Search code examples
javaregexcapturing-group

Capturing <thisPartOnly> and (thisPartOnly) with the same group


Let's say we have the following input:

<amy>
(bob)
<carol)
(dean>

We also have the following regex:

<(\w+)>|\((\w+)\)

Now we get two matches (as seen on rubular.com):

  • <amy> is a match, \1 captures amy, \2 fails
  • (bob) is a match, \2 captures bob, \1 fails

This regex does most of what we want, which are:

  • It matches the open and close brackets properly (i.e. no mixing)
  • It captures the part we're interested in

However, it does have a few drawbacks:

  • The capturing pattern (i.e. the "main" part) is repeated
    • It's only \w+ in this case, but generally speaking this can be quite complex,
      • If it involves backreferences, then they must be renumbered for each alternate!
      • Repetition makes maintenance a nightmare! (what if it changes?)
  • The groups are essentially duplicated
    • Depending on which alternate matches, we must query different groups
      • It's only \1 or \2 in this case, but generally the "main" part can have capturing groups of their own!
    • Not only is this inconvenient, but there may be situations where this is not feasible (e.g. when we're using a custom regex framework that is limited to querying only one group)
  • The situation quickly worsens if we also want to match {...}, [...], etc.

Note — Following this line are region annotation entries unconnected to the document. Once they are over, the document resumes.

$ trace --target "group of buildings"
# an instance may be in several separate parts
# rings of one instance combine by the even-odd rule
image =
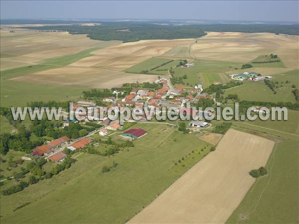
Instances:
[[[253,81],[259,81],[264,80],[267,78],[271,78],[271,76],[262,76],[260,74],[256,72],[243,72],[243,73],[237,73],[232,76],[232,79],[234,80],[245,80],[249,79]]]
[[[36,147],[33,150],[32,154],[38,157],[45,156],[47,159],[58,163],[63,161],[67,156],[60,149],[67,147],[74,151],[84,148],[91,141],[90,138],[86,137],[72,143],[70,138],[63,136]]]

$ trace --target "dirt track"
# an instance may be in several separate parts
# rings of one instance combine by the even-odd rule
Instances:
[[[211,152],[129,223],[224,223],[265,166],[274,142],[229,130]]]

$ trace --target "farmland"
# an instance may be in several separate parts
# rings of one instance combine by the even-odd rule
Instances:
[[[225,222],[254,182],[248,171],[266,164],[274,145],[268,139],[230,130],[215,151],[129,223]]]
[[[270,173],[256,181],[227,223],[298,222],[299,145],[298,137],[288,136],[274,147],[266,166]]]
[[[125,71],[135,73],[143,73],[143,71],[148,71],[149,74],[167,75],[167,70],[170,68],[175,67],[179,63],[180,61],[178,60],[172,60],[165,58],[151,58],[126,69]],[[166,64],[161,65],[163,64]]]
[[[298,40],[266,33],[209,32],[200,38],[122,43],[64,32],[1,30],[0,106],[77,101],[91,88],[152,82],[166,77],[170,68],[174,78],[186,76],[182,80],[187,90],[198,83],[204,88],[215,82],[225,84],[235,73],[273,76],[270,80],[278,83],[276,95],[263,81],[246,81],[225,90],[224,97],[237,94],[241,101],[294,104],[292,86],[299,87]],[[268,60],[271,53],[281,61],[252,63]],[[195,65],[177,67],[183,59]],[[241,69],[245,63],[253,67]],[[132,218],[130,222],[139,223],[296,223],[299,114],[289,110],[288,121],[232,121],[233,129],[224,137],[205,134],[217,121],[211,122],[212,128],[186,134],[162,123],[126,123],[124,129],[132,125],[149,133],[134,141],[134,147],[109,157],[86,149],[76,152],[77,161],[70,169],[1,196],[1,223],[124,223]],[[32,123],[28,121],[22,122],[27,128]],[[1,116],[1,132],[15,131]],[[111,132],[113,141],[125,142],[122,131]],[[97,133],[91,137],[99,136]],[[212,145],[217,149],[210,153]],[[102,152],[113,147],[103,142],[94,146]],[[19,158],[23,154],[10,150],[1,158],[7,161],[10,155]],[[118,166],[103,173],[103,167],[114,162]],[[7,162],[1,163],[1,174],[12,175],[14,170],[8,171]],[[248,175],[250,169],[266,163],[268,175],[255,181]],[[49,171],[53,165],[47,163],[43,168]],[[3,188],[16,184],[5,181]]]
[[[183,135],[170,126],[137,124],[133,127],[149,132],[134,141],[134,148],[109,158],[84,153],[76,158],[78,161],[70,169],[54,179],[1,197],[1,204],[6,205],[2,207],[1,223],[76,223],[83,220],[87,223],[99,220],[105,223],[124,223],[148,205],[209,150],[208,147],[199,157],[200,149],[210,145],[193,134]],[[193,156],[194,159],[189,155],[192,154],[192,150],[196,150],[194,153],[198,155]],[[176,166],[175,163],[182,157],[186,160],[180,164],[184,166]],[[113,161],[118,166],[107,174],[102,173],[103,166],[110,166]],[[33,194],[35,191],[38,192]],[[28,202],[31,204],[12,212],[18,206]],[[89,205],[89,210],[73,206],[77,203]],[[55,206],[53,206],[54,204]],[[50,212],[44,212],[46,211]],[[52,216],[53,213],[56,216]]]
[[[297,70],[274,75],[270,80],[274,82],[278,82],[277,85],[278,88],[275,89],[277,92],[276,95],[263,81],[247,81],[243,85],[225,90],[225,95],[237,94],[241,100],[295,103],[295,97],[292,93],[292,86],[297,86],[299,83],[298,72]],[[286,83],[286,81],[290,83]]]

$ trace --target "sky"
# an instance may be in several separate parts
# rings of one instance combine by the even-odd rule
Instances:
[[[0,1],[4,18],[298,21],[299,1]]]

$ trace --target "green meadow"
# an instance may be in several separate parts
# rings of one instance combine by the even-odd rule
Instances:
[[[281,61],[280,62],[273,62],[273,61],[279,59]],[[254,62],[271,62],[268,63],[254,63]],[[269,67],[272,68],[286,68],[285,64],[281,60],[281,59],[278,57],[278,58],[271,58],[270,57],[270,55],[260,55],[255,59],[253,60],[252,61],[249,62],[251,63],[252,66],[256,67]]]
[[[298,87],[299,85],[299,70],[294,70],[280,74],[275,75],[270,80],[278,86],[273,92],[266,86],[263,81],[253,82],[246,81],[240,86],[225,90],[225,95],[237,94],[241,100],[263,101],[278,103],[279,102],[296,103],[295,97],[292,93],[293,85]],[[286,81],[291,83],[286,83]]]
[[[135,147],[110,158],[79,153],[70,168],[1,197],[5,206],[1,206],[1,223],[124,223],[209,151],[208,143],[172,126],[138,123],[133,127],[149,132],[134,141]],[[113,161],[118,166],[102,173],[103,166],[111,167]],[[25,203],[30,204],[13,212]]]

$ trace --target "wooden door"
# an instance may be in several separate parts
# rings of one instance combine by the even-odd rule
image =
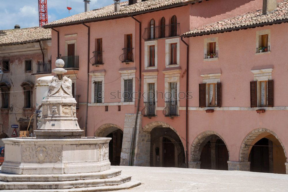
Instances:
[[[218,170],[228,170],[229,159],[228,150],[225,143],[221,140],[216,142],[216,169]]]
[[[204,146],[200,156],[200,168],[211,169],[211,145],[210,141]]]
[[[168,139],[163,138],[163,166],[165,167],[175,166],[175,147]]]

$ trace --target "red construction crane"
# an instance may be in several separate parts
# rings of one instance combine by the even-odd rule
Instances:
[[[39,26],[48,22],[48,16],[47,13],[47,0],[38,0],[39,7]]]

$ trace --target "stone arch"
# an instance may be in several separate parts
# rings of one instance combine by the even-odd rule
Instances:
[[[94,133],[94,135],[95,137],[103,137],[103,134],[105,132],[111,127],[116,127],[120,129],[122,131],[123,129],[120,126],[115,124],[113,123],[106,123],[97,129],[96,131]]]
[[[241,144],[241,146],[239,152],[239,161],[242,162],[246,162],[248,161],[250,152],[249,149],[251,146],[250,145],[257,136],[264,132],[268,132],[273,135],[279,141],[283,148],[285,157],[286,157],[286,162],[287,161],[287,153],[283,143],[276,133],[271,130],[265,128],[259,128],[252,130],[248,133],[243,140]]]
[[[217,135],[221,139],[227,148],[228,151],[228,155],[229,156],[229,159],[230,160],[230,153],[228,148],[228,146],[226,142],[221,135],[217,132],[213,131],[206,131],[202,132],[198,135],[197,137],[194,139],[191,145],[190,150],[190,161],[199,161],[200,160],[200,156],[202,152],[202,149],[204,146],[206,144],[207,142],[204,142],[207,140],[207,138],[209,136],[213,135]],[[208,140],[207,142],[208,142]]]

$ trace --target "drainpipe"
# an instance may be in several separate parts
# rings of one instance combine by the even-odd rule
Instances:
[[[41,41],[39,41],[39,45],[40,46],[40,48],[41,49],[41,51],[42,52],[42,57],[43,59],[43,62],[44,62],[44,53],[43,52],[43,50],[42,50],[42,47],[41,46]]]
[[[186,168],[188,168],[188,92],[189,91],[189,45],[183,40],[181,37],[181,40],[187,47],[187,61],[186,63]]]
[[[51,29],[57,32],[57,56],[58,57],[59,57],[59,31],[57,31],[57,30],[54,29],[52,27],[51,28]]]
[[[137,108],[136,112],[136,119],[135,124],[133,129],[132,141],[130,146],[130,155],[129,156],[129,165],[133,166],[134,164],[134,157],[135,156],[135,146],[136,144],[136,133],[137,131],[137,122],[138,121],[138,114],[139,112],[139,106],[140,104],[140,97],[141,95],[141,22],[135,18],[133,15],[131,17],[139,24],[139,85],[138,93],[138,100],[137,101]]]
[[[89,72],[90,72],[90,65],[89,60],[90,59],[90,27],[85,25],[84,22],[83,25],[88,28],[88,54],[87,60],[87,101],[86,101],[86,117],[85,122],[85,136],[87,136],[87,122],[88,118],[88,99],[89,96]]]

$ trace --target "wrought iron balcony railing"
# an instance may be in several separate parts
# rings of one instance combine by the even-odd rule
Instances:
[[[144,117],[151,117],[155,116],[155,101],[144,102],[144,108],[141,111]]]
[[[179,36],[180,33],[180,24],[158,26],[146,28],[142,38],[145,40]]]
[[[210,59],[211,58],[216,58],[218,57],[218,53],[209,53],[205,54],[204,56],[204,59]]]
[[[37,73],[51,72],[51,62],[39,61],[36,63]]]
[[[57,57],[57,59],[63,59],[65,63],[64,69],[71,68],[75,70],[79,69],[79,56],[77,55],[64,56]]]
[[[119,57],[119,60],[122,63],[132,63],[134,62],[133,58],[133,48],[123,48],[123,54]]]
[[[77,102],[77,103],[76,104],[76,109],[79,109],[79,98],[81,96],[81,95],[74,95],[74,98],[75,99],[75,100],[76,100],[76,101]]]
[[[92,65],[103,65],[103,51],[97,51],[93,52],[94,57],[90,59],[90,63]]]
[[[256,53],[262,53],[262,52],[267,52],[270,51],[270,46],[266,47],[257,47],[256,48]]]
[[[177,117],[178,114],[178,108],[177,101],[165,101],[166,107],[163,110],[163,114],[165,117]]]

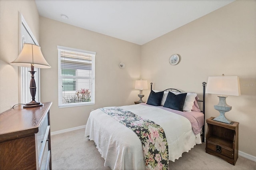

So the question is obvious: how can we do this without repeating the "main" pattern?

Note: for the most part I'm interested in java.util.regex flavor, but other flavors are welcomed.


Appendix

There's nothing new in this section; it only illustrates the problem mentioned above with an example.

Let's take the above example to the next step: we now want to match these:

<amy=amy>
(bob=bob)
[carol=carol]

But not these:

<amy=amy)   # non-matching bracket
<amy=bob>   # left hand side not equal to right hand side

Using the alternate technique, we have the following that works (as seen on rubular.com):

<((\w+)=\2)>|\(((\w+)=\4)\)|\[((\w+)=\6)\]

As explained above:

  • The main pattern can't simply be repeated; backreferences must be renumbered
  • Repetition also means maintenance nightmare if it ever changes
  • Depending on which alternate matches, we must query either \1 \2, \3 \4, or \5 \6

Solution

  • You can use a lookahead to "lock in" the group number before doing the real match.

    String s = "<amy=amy>(bob=bob)[carol=carol]";
    Pattern p = Pattern.compile(
      "(?=[<(\\[]((\\w+)=\\2))(?:<\\1>|\\(\\1\\)|\\[\\1\\])");
    Matcher m = p.matcher(s);
    
    while(m.find())
    {
      System.out.printf("found %s in %s%n", m.group(2), m.group());
    }
    

    output:

    found amy in <amy=amy>
    found bob in (bob=bob)
    found carol in [carol=carol]
    

    It's still ugly as hell, but you don't have to recalculate all the group numbers every time you make a change. For example, to add support for curly brackets, it's just:

    "(?=[<(\\[{]((\\w+)=\\2))(?:<\\1>|\\(\\1\\)|\\[\\1\\]|\\{\\1\\})"